During the last 20 years,
remarkable progress has made in the study of molecular evolution of mTOR inhibitor basidiomycetes with the introduction of molecular methods. The development of new statistical methods and STA-9090 advances in computational technology make the evaluation of evolution possible. In particular, with the invention and the development of the polymerase chain reaction (PCR) technique, phylogenetic analysis of DNA or protein sequences has become a powerful tool for studying molecular evolution in fungi (White et al. 1990; Bruns et al. 1992; Nei and Kumar 2000).

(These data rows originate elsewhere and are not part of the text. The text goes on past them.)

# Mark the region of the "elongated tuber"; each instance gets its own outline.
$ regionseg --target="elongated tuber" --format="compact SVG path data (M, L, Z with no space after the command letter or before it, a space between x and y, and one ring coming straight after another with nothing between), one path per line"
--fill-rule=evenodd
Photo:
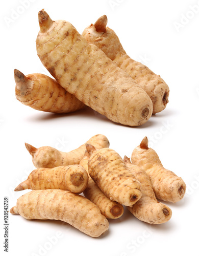
M164 168L157 153L148 147L146 137L133 151L131 161L146 172L157 198L173 203L182 199L186 191L185 182L174 173Z
M94 204L82 196L61 189L29 192L18 198L10 211L28 220L64 221L94 238L109 228L107 220Z
M171 218L172 211L165 204L158 202L149 177L138 166L132 164L125 156L124 161L131 172L141 185L141 198L128 209L139 220L153 224L162 224Z
M146 92L95 46L65 20L39 12L37 51L58 82L108 118L131 126L145 123L153 103Z
M104 15L87 27L82 35L106 54L119 68L127 72L145 91L153 102L153 114L164 110L168 102L169 89L164 80L141 63L128 56L115 32L106 27Z
M88 162L90 158L89 153L86 152L84 158L80 164L82 165L88 174L88 183L84 190L84 196L98 207L103 214L108 219L117 219L123 213L123 207L117 202L111 200L107 197L90 177L88 170Z
M109 146L107 138L102 134L92 137L86 143L90 143L97 148ZM84 157L86 143L78 148L67 153L62 152L48 146L36 148L28 143L25 143L25 145L32 156L33 164L36 168L53 168L62 165L79 164Z
M108 148L95 150L92 145L86 146L90 155L88 172L100 188L111 200L127 206L134 204L141 196L140 183L119 155Z
M83 109L85 105L68 93L56 80L42 74L25 76L14 71L16 98L24 105L47 112L67 113Z
M88 181L87 172L79 165L39 168L34 170L14 190L62 189L80 194L87 186Z

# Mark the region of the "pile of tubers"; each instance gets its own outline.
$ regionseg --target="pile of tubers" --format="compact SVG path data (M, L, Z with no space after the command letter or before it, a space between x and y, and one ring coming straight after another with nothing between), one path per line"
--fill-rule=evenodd
M120 217L127 206L137 219L159 224L171 210L157 199L176 203L186 184L163 166L145 137L123 160L104 135L93 136L70 152L26 143L37 169L15 189L32 191L20 197L10 212L31 219L59 220L92 237L109 228L107 219ZM78 194L82 193L84 197Z
M55 79L14 70L16 98L33 109L67 113L88 106L113 122L145 123L164 110L169 89L159 75L131 59L106 15L82 35L69 22L39 12L38 55Z

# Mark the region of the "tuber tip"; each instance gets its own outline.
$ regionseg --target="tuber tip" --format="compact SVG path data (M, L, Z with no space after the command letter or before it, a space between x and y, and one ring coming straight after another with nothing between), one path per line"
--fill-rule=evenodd
M37 151L37 148L35 147L34 146L30 145L30 144L25 143L25 146L26 149L29 152L29 153L31 155L31 156L33 156L34 154Z
M14 191L24 190L24 189L28 189L29 188L29 182L27 180L20 183L19 185L18 185L18 186L15 187Z
M19 70L17 69L14 70L14 77L16 87L21 93L27 94L32 88L32 81Z
M53 23L48 14L43 9L39 12L38 18L41 32L48 29Z
M10 212L12 214L19 214L16 206L14 206L12 208L11 208L10 210Z
M94 152L96 151L96 148L95 147L91 145L91 144L88 144L86 143L86 150L87 151L87 152L89 154L90 156L92 155L92 154Z
M123 161L125 162L125 163L131 163L130 159L129 157L127 157L127 156L124 156Z
M148 140L147 137L146 136L145 137L142 141L141 142L140 146L141 148L142 148L143 150L148 150Z
M71 174L70 180L72 184L77 187L82 185L84 181L83 176L79 173Z
M104 15L100 17L94 24L96 32L105 33L107 22L108 19L106 15Z

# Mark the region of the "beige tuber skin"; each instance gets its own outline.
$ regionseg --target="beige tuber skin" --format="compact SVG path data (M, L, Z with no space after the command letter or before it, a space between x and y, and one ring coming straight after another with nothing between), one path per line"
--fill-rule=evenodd
M153 103L146 92L95 46L65 20L43 10L36 39L43 65L65 89L111 120L130 126L145 123Z
M16 98L35 110L67 113L85 106L49 76L42 74L25 76L17 69L14 70L14 75Z
M185 195L186 186L181 178L163 166L158 154L148 147L146 137L135 148L131 156L134 164L149 176L156 197L158 199L176 203Z
M108 139L102 134L94 135L86 143L90 143L97 148L109 146ZM70 152L62 152L48 146L36 148L28 143L25 143L25 145L32 156L33 164L36 168L54 168L63 165L79 164L84 157L86 143Z
M86 145L90 156L88 169L90 177L111 200L132 206L141 196L141 185L118 153L108 148L96 150Z
M18 185L14 191L24 189L62 189L80 194L88 185L88 175L82 166L74 164L51 169L34 170L27 180Z
M101 214L108 219L118 219L123 213L123 207L121 204L111 200L97 186L90 177L88 170L88 162L90 158L89 153L86 151L84 158L80 164L85 168L88 174L88 183L87 188L83 191L84 196L94 203L99 208Z
M131 172L141 185L141 198L128 209L139 220L153 224L164 223L170 220L172 211L169 207L158 202L149 177L138 166L132 164L125 156L124 161Z
M102 50L144 90L152 100L153 114L162 111L168 102L168 86L159 75L127 54L115 32L107 27L107 16L102 16L94 25L87 27L82 35L88 42Z
M67 222L90 237L105 233L109 223L88 199L61 189L32 190L20 197L10 211L27 220L57 220Z

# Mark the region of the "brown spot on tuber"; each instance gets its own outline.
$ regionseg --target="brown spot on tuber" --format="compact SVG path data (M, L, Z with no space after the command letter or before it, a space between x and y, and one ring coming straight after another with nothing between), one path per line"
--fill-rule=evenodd
M148 108L145 108L142 110L142 117L143 118L146 118L148 115L150 111Z
M167 92L165 92L162 97L162 103L164 105L166 105L168 102L168 93Z
M182 196L183 195L184 195L184 193L185 193L184 186L182 185L180 187L179 187L178 189L178 193L179 193L179 195L180 196Z
M110 210L110 212L114 217L119 216L122 211L122 208L118 205L114 205Z
M136 195L132 195L130 197L130 201L134 202L137 199L137 196Z
M70 175L70 181L74 186L80 186L84 181L84 177L82 174L77 173Z
M163 208L162 209L162 211L163 212L164 215L166 215L166 216L167 216L169 215L169 212L166 208Z
M92 154L96 151L96 149L94 146L93 146L92 145L89 144L89 143L86 143L86 150L87 151L88 153L89 154L90 156L92 155Z

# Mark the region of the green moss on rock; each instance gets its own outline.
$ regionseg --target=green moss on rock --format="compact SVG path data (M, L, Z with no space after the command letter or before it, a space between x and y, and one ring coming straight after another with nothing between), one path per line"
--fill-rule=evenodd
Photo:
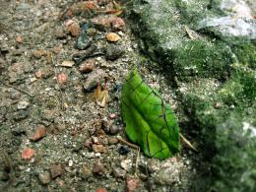
M232 53L224 43L202 39L190 40L174 51L173 68L180 80L212 77L225 79L229 75Z

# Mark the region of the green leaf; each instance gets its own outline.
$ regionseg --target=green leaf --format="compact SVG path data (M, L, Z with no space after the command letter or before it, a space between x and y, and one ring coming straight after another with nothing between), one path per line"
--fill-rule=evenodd
M151 158L166 159L179 151L179 127L170 106L149 87L137 69L122 89L122 117L129 139Z

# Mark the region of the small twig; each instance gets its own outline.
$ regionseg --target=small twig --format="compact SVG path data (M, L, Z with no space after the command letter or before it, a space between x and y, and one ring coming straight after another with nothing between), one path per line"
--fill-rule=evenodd
M129 147L131 147L133 149L135 149L135 150L140 149L138 146L136 146L134 144L131 144L131 143L125 141L124 139L120 138L120 137L117 137L117 139L118 139L119 142L121 142L121 143L123 143L123 144L125 144L125 145L127 145L127 146L129 146Z
M24 91L24 90L21 90L20 88L16 88L16 87L14 87L14 86L11 86L11 85L8 85L8 84L5 84L5 83L3 83L3 85L4 85L5 87L12 88L12 89L15 89L15 90L17 90L17 91L19 91L19 92L21 92L21 93L24 93L24 94L28 95L28 96L31 96L31 97L34 97L34 96L31 95L30 93L28 93L28 92L26 92L26 91Z
M179 134L179 137L189 148L191 148L195 152L198 152L197 149L181 133Z

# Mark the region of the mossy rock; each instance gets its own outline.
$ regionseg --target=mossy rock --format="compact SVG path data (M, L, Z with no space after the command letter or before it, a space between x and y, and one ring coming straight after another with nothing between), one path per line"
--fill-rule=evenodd
M200 82L187 85L183 102L201 128L205 154L210 155L213 175L209 189L255 191L256 71L233 64L224 84L214 87L209 80ZM216 107L216 103L221 105Z

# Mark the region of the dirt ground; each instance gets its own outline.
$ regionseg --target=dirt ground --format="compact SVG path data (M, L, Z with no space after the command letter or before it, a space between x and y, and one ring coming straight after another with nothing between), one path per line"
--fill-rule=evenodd
M158 160L125 143L134 64L185 121L122 2L0 0L0 191L190 191L199 155Z

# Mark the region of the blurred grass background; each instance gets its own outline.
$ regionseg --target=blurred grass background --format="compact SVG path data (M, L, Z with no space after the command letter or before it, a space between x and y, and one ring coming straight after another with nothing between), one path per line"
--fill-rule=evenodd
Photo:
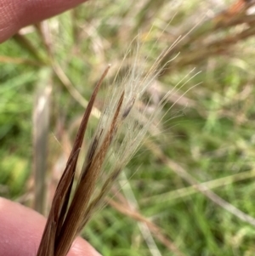
M82 236L105 256L254 255L252 2L89 1L1 44L0 196L47 213L107 64L109 84L135 37L151 65L182 36L148 92L157 102L173 90L159 134L146 139ZM201 72L190 80L195 67Z

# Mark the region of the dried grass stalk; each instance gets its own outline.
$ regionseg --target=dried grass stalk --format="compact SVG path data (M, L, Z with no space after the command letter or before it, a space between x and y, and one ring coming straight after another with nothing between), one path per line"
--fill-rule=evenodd
M95 97L109 67L105 70L88 105L66 168L56 189L37 256L66 255L76 236L101 204L112 183L140 145L161 107L155 108L148 117L146 111L139 112L138 103L154 82L160 72L157 67L171 48L160 55L149 71L141 65L144 60L139 58L138 48L134 64L127 75L121 80L116 77L84 157L79 181L71 196L82 138ZM147 122L141 122L139 115L146 117ZM106 174L106 179L101 189L96 190L102 169Z

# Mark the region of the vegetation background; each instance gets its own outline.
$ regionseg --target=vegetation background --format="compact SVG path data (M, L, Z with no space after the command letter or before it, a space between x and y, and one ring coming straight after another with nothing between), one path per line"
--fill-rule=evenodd
M254 23L252 1L107 0L21 30L0 45L0 196L47 214L107 64L105 87L133 38L150 65L182 36L148 92L173 92L156 136L82 236L105 256L254 255Z

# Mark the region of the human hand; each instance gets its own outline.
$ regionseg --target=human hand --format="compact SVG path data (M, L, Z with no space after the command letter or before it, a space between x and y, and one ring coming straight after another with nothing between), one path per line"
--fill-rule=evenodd
M0 43L21 27L60 14L87 0L0 0Z
M0 255L35 256L46 219L37 212L0 197ZM68 256L99 256L82 238L77 237Z

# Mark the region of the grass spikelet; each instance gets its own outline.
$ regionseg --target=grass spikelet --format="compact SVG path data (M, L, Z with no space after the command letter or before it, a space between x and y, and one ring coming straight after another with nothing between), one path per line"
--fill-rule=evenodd
M57 187L37 256L66 255L74 239L94 210L101 205L105 196L139 146L160 111L157 108L148 117L146 107L140 111L139 105L144 98L147 102L145 105L149 105L150 99L146 99L146 91L160 72L158 65L165 54L161 54L148 69L144 65L146 60L139 58L139 49L138 45L134 50L133 65L128 69L126 75L122 79L116 76L110 86L98 127L84 157L78 183L73 189L74 174L88 117L109 67L94 89ZM125 58L129 54L133 53L128 51ZM146 122L140 122L142 117L146 117ZM102 171L105 181L100 189L96 190ZM71 196L72 190L74 193Z

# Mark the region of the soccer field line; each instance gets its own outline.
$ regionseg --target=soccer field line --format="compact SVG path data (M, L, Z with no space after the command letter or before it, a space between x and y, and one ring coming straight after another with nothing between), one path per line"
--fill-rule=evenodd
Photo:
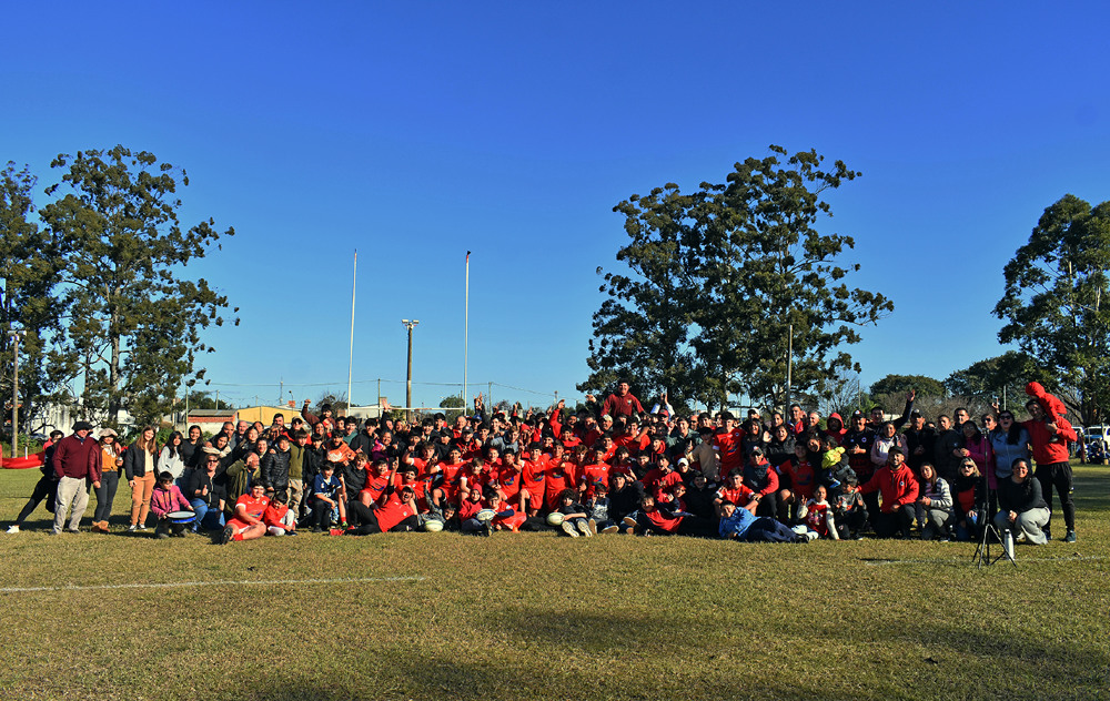
M1104 560L1104 559L1107 559L1107 558L1104 556L1101 556L1101 555L1097 555L1097 556L1069 555L1069 556L1059 557L1059 558L1021 558L1021 557L1019 557L1019 558L1016 559L1016 561L1020 565L1021 562L1081 562L1081 561ZM906 559L906 560L884 560L884 559L876 559L876 560L864 560L864 563L865 565L871 565L874 567L880 567L880 566L887 566L887 565L967 565L969 561L970 561L969 558L965 557L965 558L960 558L960 559L945 559L945 560L940 560L940 559L931 559L931 560L926 560L926 559Z
M0 593L34 591L105 591L112 589L181 589L184 587L234 587L242 585L346 585L367 582L424 581L426 577L341 577L335 579L239 579L216 581L169 581L129 585L67 585L63 587L0 587Z

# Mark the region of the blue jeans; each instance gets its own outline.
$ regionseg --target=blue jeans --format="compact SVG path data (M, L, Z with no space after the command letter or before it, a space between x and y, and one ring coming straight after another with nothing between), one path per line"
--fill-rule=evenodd
M221 509L214 509L201 499L190 499L189 504L196 511L196 520L193 521L193 532L196 532L201 528L209 530L220 530L223 528L224 520Z

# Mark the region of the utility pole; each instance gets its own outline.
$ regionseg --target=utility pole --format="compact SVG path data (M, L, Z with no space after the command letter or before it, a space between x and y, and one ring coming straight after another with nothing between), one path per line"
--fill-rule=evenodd
M408 420L413 418L413 327L420 324L420 321L413 319L408 321L406 318L401 319L401 323L405 325L408 329L408 379L405 382L405 416ZM381 395L381 390L379 390ZM465 409L465 407L464 407Z
M27 336L26 331L9 331L14 347L12 349L11 380L11 457L16 457L16 446L19 445L19 339Z

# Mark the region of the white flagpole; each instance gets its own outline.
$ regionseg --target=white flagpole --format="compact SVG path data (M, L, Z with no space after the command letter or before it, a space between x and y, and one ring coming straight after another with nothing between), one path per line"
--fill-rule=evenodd
M463 414L466 414L466 354L470 348L471 331L471 252L466 252L466 294L464 295L465 307L463 311Z
M354 250L354 267L351 271L351 357L347 360L347 410L346 415L351 416L351 407L354 404L351 402L351 375L354 373L354 288L355 283L359 281L359 250Z

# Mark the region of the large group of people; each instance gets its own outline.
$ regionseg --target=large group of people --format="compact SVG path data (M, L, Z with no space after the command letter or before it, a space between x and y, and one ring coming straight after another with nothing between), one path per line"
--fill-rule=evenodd
M93 532L112 531L119 482L131 490L117 530L159 538L209 532L219 542L311 530L326 535L552 530L689 535L750 541L817 538L970 540L990 529L1043 543L1053 491L1074 541L1062 405L1030 383L1029 418L957 409L927 420L910 392L900 417L882 407L821 417L794 405L746 417L679 415L664 394L650 410L622 382L569 412L474 412L413 423L319 415L305 402L286 424L191 426L130 446L78 421L51 434L43 477L9 534L43 500L53 532L79 531L89 495ZM1036 465L1036 473L1032 467ZM68 524L67 524L68 519Z

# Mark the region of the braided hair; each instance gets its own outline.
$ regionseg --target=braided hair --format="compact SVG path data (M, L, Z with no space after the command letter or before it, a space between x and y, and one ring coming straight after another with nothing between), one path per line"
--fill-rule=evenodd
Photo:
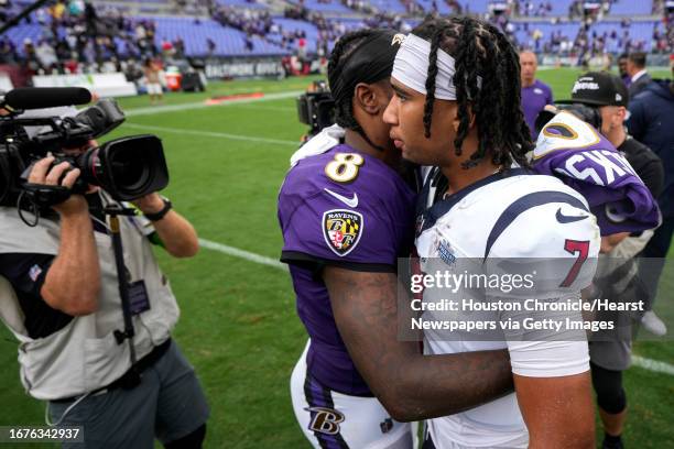
M341 70L338 67L343 66L348 57L372 35L374 35L373 30L365 29L347 33L337 41L328 61L328 84L330 86L335 86L336 78L341 76ZM335 121L341 128L360 131L360 124L354 118L352 99L352 89L341 98L335 99Z
M460 120L454 140L457 156L468 135L470 112L478 129L478 149L464 167L477 165L487 153L497 165L508 167L514 161L528 166L524 155L534 145L520 108L520 57L506 35L471 17L430 19L412 33L431 42L423 117L426 139L431 138L437 51L442 48L455 59L453 83Z

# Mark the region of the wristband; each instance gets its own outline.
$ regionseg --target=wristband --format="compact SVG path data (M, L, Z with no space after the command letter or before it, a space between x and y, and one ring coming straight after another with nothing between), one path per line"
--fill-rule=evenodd
M145 218L150 221L159 221L168 213L171 209L173 209L173 204L167 198L162 197L162 201L164 201L164 207L159 212L154 213L144 213Z

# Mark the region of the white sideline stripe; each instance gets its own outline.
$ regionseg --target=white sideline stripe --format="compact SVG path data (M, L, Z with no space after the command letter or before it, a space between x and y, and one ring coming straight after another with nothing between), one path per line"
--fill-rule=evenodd
M238 248L228 247L226 244L213 242L206 239L199 239L199 243L203 248L206 248L208 250L219 251L221 253L233 255L235 258L240 258L249 262L259 263L261 265L267 265L287 272L287 265L276 261L275 259L267 258L264 255L256 254L244 250L239 250ZM666 362L646 359L640 355L632 355L632 364L634 366L639 366L648 371L674 375L674 365Z
M186 111L189 109L217 108L220 106L252 103L252 102L260 102L260 101L272 101L272 100L281 100L284 98L296 97L303 92L304 92L303 90L290 90L285 92L264 94L263 97L259 97L259 98L232 98L231 100L226 100L218 105L206 105L204 101L194 101L194 102L188 102L188 103L183 103L183 105L151 106L148 108L129 109L124 111L124 114L127 117L154 116L155 113Z
M634 366L643 368L644 370L674 375L674 365L666 362L632 355L632 363Z
M286 264L279 262L275 259L268 258L265 255L251 253L250 251L239 250L238 248L229 247L218 242L213 242L206 239L199 239L199 244L202 245L202 248L206 248L208 250L218 251L228 255L233 255L235 258L259 263L261 265L271 266L273 269L282 270L285 272L287 271Z
M274 143L278 145L293 145L297 149L300 147L300 144L301 144L300 140L286 141L286 140L281 140L281 139L254 138L252 135L229 134L227 132L185 130L185 129L180 129L180 128L154 127L152 124L124 123L123 127L134 128L139 130L156 131L156 132L172 132L175 134L189 134L189 135L198 135L198 136L207 136L207 138L231 139L231 140L240 140L240 141L246 141L246 142Z

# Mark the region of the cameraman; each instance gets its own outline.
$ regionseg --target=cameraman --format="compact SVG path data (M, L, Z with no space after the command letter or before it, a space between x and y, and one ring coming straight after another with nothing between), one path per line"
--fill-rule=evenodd
M72 188L79 169L54 161L37 161L29 182ZM152 448L154 437L166 448L198 448L208 406L171 339L178 307L151 248L154 240L174 256L193 256L196 232L156 193L133 201L144 217L120 217L132 365L129 342L116 338L124 320L104 213L113 202L89 186L53 206L55 213L44 210L36 227L25 226L17 208L0 207L0 276L12 287L0 282L0 315L20 340L21 381L31 396L48 401L55 426L83 426L87 448Z

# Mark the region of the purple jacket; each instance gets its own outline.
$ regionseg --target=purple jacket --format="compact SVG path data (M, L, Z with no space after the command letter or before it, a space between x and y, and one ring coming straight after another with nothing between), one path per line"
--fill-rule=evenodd
M595 128L569 112L555 116L534 150L534 169L579 191L601 236L637 232L660 223L660 209L630 163Z

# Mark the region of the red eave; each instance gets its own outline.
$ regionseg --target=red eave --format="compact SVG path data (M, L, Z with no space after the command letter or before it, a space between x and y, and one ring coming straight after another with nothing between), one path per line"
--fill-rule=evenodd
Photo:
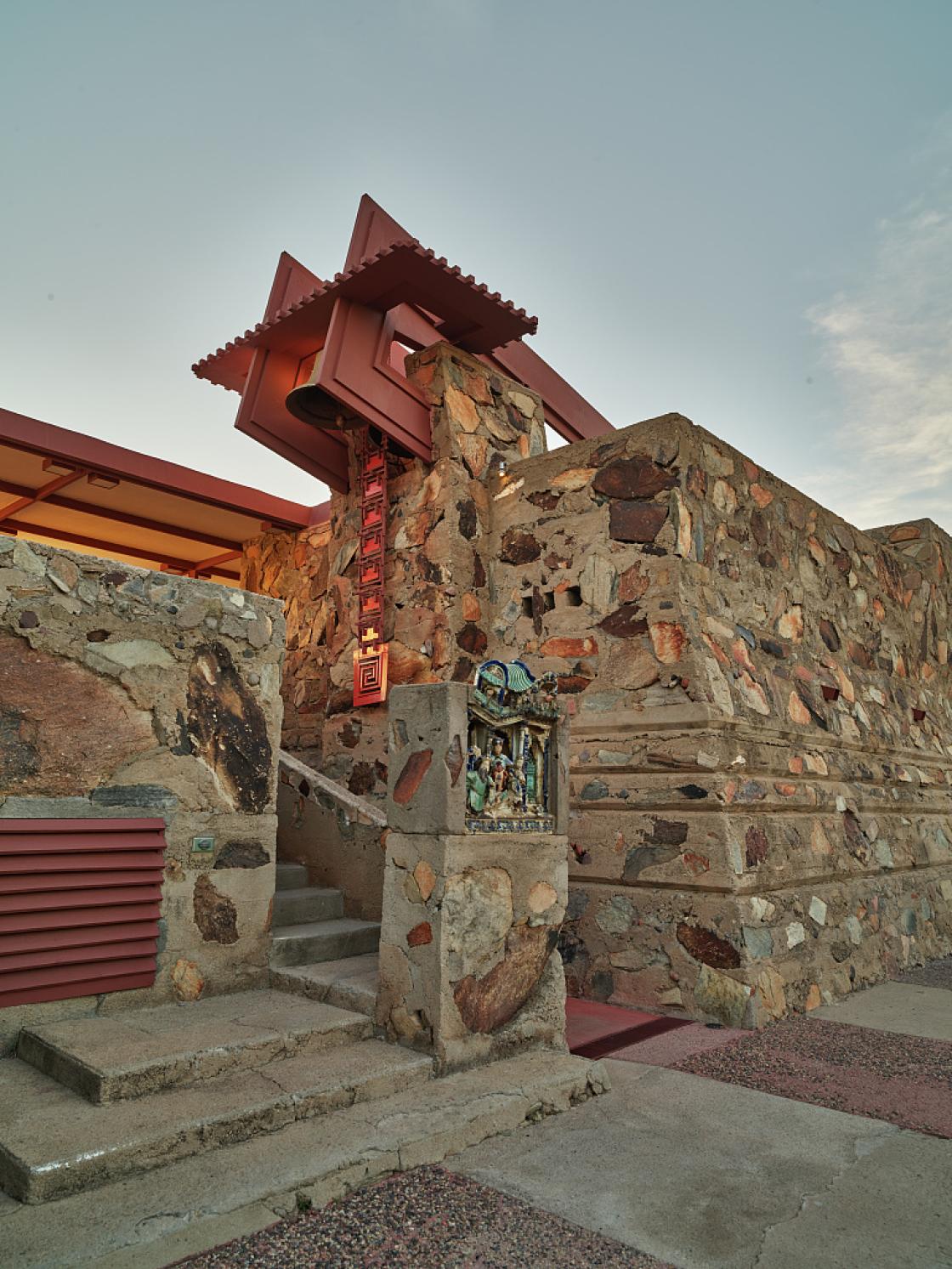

Ribosomal DNA (rDNA) sequences have provided a wealth of information concerning phylogenetic relationships (Hillis and Dixon 1991), and studies of rDNA sequences have been used to infer phylogenetic history across a very broad spectrum, from studies among the basal lineages of life to relationships among closely related species find more and populations. Sequence data from ribosomal DNA (i.e. nSSU and nLSU rDNA), mtDNA and protein coding genes (e.g. tef1, rpb1, rpb2) have been used in fungal systematic studies (e.g. Swann and Taylor 1995; Fell et al. 2000; Lutzoni et al. 2004; Matheny et al. 2007a, b, c). Classification in the basidiomycota Before the molecular
era, basidiomycetes were usually divided into Phragmobasidiomycetes and Holobasidiomycetes, or Heterobasidiomycetes and Homobasidiomycetes. Molecular phylogenetic data showed that a separation of heterobasidiomycetes from homobasidiomycetes is impossible, and, thus, such historical concepts have to be abandoned (Weiß et al. 2004a). Molecular phylogenetic studies have led to significant advances in the Vasopressin Receptor understanding of the higher-level relationships of basidiomycetes, and consequently, the whole taxonomic hierarchy of the Basidiomycota, as in the remaining other groups of the Fungi, has been dramatically
altered. Under the umbrella of the Deep Hypha Research Coordination Network and Assembling the Fungal Tree of Life project (Lutzoni et al. 2004; Blackwell et al. 2007), and additional projects, a few major publications elucidating relationships within the Fungi appeared in the last few years (Bauer et al. 2006; James et al. 2006; Liu et al. 2006; Aime et al. 2007). Within the Kingdom Fungi, molecular phylogenetic analyses support the monophyly of the Ascomycota and Basidiomycota, and these are regarded as the subkingdom Dikarya (James et al. 2006). A comprehensive classification of Fungi based on phylogenetic results was proposed (Hibbett et al. 2007) and adopted by the Dictionary of the Fungi (Kirk et al. 2008).